3. So maybe I just need to describe the parts of my experience that are so different from their own that people begin to look at me like I am a bat...

A flight of stairs in which each step is individually mounted to the wall as if it were a floating shelf. Excludes railings or other supporting structures.
In order to walk down stairs (whether 2 steps or 20), I have to actively suppress fear that comes with/from mental images of myself crumpled at the bottom of those stairs with whatever injuries are the worst case possible; the longer the flight of stairs, the worse the imagined injury and the greater the physiological response. I'm told that most people don't experience stairs in this way and if they have fear of stairs, it doesn't come with the worst-case-scenario thoughts and mental images I experience.
I learned quickly to suppress these thoughts and images so I could still live my life, stairs and all. If you know me well, you'll know I live in a second floor apartment and that my office at school is on the second floor. I do take them more slowly at times or hold the railing a bit more tightly but I am still able to use stairs!!! The exaggerated physiological responses from this type of worrying or catastrophizing are tiring but I am able to get through my day with tools I've learned during Cognitive Behavior Therapy.

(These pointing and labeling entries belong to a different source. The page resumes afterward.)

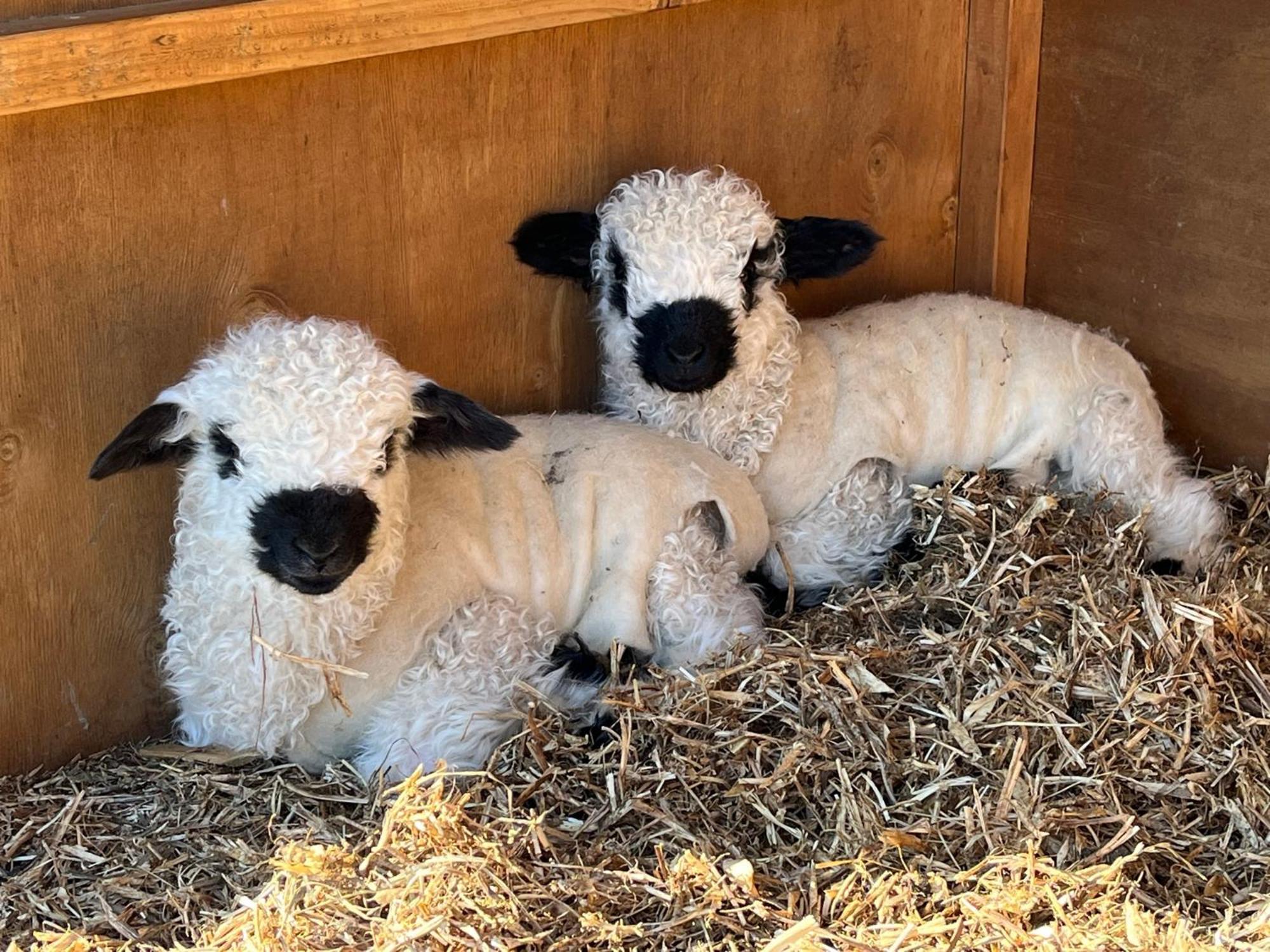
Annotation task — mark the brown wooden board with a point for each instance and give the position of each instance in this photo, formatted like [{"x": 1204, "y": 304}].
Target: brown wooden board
[
  {"x": 387, "y": 190},
  {"x": 172, "y": 45},
  {"x": 1151, "y": 213},
  {"x": 1003, "y": 56}
]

Importantly, each experience with Generalized Anxiety Disorder is a bit different. I don't want to speak for others with the same disorder or other anxiety disorders. Rather, I hope to convince those who have never experienced the world through such a disorder to arrest assumptions about what it is like for someone with a mental health disorder.

Thanks to all those who have patiently tried to understand thus far...I have learned (like the comic's bat) that I can't really explain what it is like to have GAD. But I've also learned that support from friends and family doesn't require such an explanation.